Collecting I/O performance metrics
We started to collect quite precise disk performance stats. First week of data is here!
These stats are collected from the lowest service to the highest, a significant portion is already being monitored this meticulously.
This includes the low-end Entry20 plans and Free seedboxes, as well as the highend Dragon, SSD and Dediseedbox plans!
What really is new, is that we are collecting this data straight to our automation system to be able to provide better provisioning algorithms to choose lower utilization server. However, these stats really reveal that there’s not much need for that, only to spot overloaded servers easier.
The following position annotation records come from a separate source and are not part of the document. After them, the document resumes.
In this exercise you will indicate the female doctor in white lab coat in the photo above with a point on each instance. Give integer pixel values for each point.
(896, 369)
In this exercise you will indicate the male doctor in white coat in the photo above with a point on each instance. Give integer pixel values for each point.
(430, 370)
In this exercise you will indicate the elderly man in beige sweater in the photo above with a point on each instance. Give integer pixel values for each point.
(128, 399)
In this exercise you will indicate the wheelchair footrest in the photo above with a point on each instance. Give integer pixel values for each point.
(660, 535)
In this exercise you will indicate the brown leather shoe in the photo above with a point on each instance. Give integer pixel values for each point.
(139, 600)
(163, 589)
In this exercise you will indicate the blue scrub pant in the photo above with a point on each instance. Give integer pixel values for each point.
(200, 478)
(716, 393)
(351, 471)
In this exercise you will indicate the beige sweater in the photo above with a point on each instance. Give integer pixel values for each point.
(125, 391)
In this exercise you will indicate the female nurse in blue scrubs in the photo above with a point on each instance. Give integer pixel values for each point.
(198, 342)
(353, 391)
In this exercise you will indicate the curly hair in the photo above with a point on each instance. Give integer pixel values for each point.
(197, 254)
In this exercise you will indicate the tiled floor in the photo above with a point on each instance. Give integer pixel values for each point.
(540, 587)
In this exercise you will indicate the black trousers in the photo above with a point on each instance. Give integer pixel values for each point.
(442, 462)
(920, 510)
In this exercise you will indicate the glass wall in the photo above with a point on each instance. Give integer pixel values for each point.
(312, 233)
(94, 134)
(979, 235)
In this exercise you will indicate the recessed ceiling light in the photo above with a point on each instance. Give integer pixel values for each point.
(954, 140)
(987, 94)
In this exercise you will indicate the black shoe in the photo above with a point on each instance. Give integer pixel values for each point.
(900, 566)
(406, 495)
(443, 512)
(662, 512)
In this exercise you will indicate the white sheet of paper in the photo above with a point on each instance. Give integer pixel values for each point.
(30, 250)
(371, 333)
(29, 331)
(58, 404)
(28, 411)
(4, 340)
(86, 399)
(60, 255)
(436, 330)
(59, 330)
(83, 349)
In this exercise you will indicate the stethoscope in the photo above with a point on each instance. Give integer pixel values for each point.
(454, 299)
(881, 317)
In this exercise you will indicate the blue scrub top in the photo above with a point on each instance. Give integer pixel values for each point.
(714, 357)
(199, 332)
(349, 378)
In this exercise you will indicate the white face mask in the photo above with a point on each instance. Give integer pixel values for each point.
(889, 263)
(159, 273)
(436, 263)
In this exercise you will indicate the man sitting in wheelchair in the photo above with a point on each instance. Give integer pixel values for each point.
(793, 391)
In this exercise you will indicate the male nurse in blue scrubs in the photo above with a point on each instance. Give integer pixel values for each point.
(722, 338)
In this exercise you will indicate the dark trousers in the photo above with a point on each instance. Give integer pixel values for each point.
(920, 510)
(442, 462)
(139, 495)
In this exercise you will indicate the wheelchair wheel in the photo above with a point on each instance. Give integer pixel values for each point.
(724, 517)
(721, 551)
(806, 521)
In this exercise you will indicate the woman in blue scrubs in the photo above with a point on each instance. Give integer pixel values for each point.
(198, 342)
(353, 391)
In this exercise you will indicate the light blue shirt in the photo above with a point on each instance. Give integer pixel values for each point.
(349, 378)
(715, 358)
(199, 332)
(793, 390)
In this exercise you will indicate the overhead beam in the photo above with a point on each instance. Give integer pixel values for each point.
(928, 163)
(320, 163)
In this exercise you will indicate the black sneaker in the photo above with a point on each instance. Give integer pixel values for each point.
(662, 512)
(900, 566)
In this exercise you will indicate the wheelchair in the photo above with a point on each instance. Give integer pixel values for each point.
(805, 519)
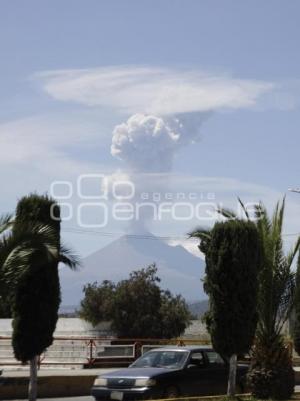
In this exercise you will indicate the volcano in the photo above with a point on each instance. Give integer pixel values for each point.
(179, 270)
We are using the linux iostat utility to collect this data.
The week average for all servers are:
Average disk utilization % is 21.18
Average IOPS Read: 302.88
Average IOPS Write: 37.02
Average Throughput Read: 90.09MB/s
Average Throughput Write: 2.69MB/s
Average service time: 4.88msec
Disk utilization % is not disk capacity, but from performance stand point.
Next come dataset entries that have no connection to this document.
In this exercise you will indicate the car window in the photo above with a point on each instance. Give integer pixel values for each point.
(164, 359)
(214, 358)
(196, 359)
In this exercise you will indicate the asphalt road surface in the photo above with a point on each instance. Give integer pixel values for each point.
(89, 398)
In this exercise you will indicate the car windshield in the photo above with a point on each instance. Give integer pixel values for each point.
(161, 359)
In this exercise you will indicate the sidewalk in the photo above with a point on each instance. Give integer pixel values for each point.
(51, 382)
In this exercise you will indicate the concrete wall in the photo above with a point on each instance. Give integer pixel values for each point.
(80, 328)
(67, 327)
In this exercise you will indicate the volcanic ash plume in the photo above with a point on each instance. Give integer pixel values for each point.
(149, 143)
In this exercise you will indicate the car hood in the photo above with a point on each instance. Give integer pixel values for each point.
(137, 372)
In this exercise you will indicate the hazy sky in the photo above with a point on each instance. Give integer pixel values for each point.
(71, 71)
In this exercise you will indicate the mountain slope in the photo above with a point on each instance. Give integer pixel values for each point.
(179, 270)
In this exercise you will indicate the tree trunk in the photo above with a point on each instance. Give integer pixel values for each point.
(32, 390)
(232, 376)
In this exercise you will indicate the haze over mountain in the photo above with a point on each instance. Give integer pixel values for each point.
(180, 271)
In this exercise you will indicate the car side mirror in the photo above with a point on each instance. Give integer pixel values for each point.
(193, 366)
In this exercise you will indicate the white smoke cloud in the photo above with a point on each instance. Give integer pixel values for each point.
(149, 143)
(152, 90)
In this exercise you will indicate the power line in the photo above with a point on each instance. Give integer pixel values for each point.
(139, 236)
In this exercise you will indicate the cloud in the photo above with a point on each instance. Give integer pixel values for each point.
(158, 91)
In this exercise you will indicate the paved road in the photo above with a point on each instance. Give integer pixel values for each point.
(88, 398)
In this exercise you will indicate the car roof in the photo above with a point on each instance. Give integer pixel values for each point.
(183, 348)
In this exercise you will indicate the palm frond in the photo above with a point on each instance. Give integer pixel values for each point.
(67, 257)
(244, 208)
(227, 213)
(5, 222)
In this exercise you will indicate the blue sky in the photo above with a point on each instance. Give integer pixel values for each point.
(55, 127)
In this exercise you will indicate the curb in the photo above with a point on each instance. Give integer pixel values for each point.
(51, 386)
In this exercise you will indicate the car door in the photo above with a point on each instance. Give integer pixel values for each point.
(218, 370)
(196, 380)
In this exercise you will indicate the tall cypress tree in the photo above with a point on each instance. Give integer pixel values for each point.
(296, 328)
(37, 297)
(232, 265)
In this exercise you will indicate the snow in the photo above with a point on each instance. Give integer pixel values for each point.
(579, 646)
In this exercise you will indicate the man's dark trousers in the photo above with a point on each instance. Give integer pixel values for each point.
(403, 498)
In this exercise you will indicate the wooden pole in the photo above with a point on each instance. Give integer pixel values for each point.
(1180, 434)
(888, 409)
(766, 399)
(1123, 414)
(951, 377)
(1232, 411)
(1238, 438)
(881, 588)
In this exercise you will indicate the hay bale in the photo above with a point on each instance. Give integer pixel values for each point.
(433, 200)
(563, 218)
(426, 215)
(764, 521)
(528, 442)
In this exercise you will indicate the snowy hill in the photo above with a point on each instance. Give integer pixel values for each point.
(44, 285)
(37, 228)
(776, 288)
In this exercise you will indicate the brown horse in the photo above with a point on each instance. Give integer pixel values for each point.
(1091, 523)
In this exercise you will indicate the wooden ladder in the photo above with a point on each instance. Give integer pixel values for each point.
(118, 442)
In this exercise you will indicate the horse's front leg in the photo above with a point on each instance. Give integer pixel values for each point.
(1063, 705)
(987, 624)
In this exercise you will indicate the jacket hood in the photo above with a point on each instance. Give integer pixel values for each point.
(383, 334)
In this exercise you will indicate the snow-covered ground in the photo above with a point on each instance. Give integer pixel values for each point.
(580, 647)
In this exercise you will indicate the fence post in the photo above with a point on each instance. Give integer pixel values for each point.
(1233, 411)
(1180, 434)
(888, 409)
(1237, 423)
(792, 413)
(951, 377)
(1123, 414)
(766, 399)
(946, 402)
What do these performance stats reveal?
All of the servers are very high performing and well utilized, but also far from their maximum performance capability, leaving very nicely room for peak periods!
There really is very very little writing on these devices, this speaks for the case of SSDs which have finite write cycles.
Service time, is the latency for IO requests, 4.88msec is AMAZING, considering disk seek average is supposed to be around 7.9msec. This means all the various optimizations and caching methods are really working well! 🙂 What does this tell is that SSDs might not be as advantageous as previously assumed, their strongest point is the extremely low service times, which allows for very high IOPS figures.
Disk utilization percentage is very low, which means there is plenty of room for temporary heavy activity (archiving, chunk checksumming etc.), and this again speaks against SSDs: If magnetic drives are really performing this well, the gain from SSDs might be marginal in the big picture.
We will be monitoring these, and coding tools to better analyze the data. These are just the first averages, and we will gain a better picture in longer run as we start looking for medians, peaks, lows, categorize by server type etc.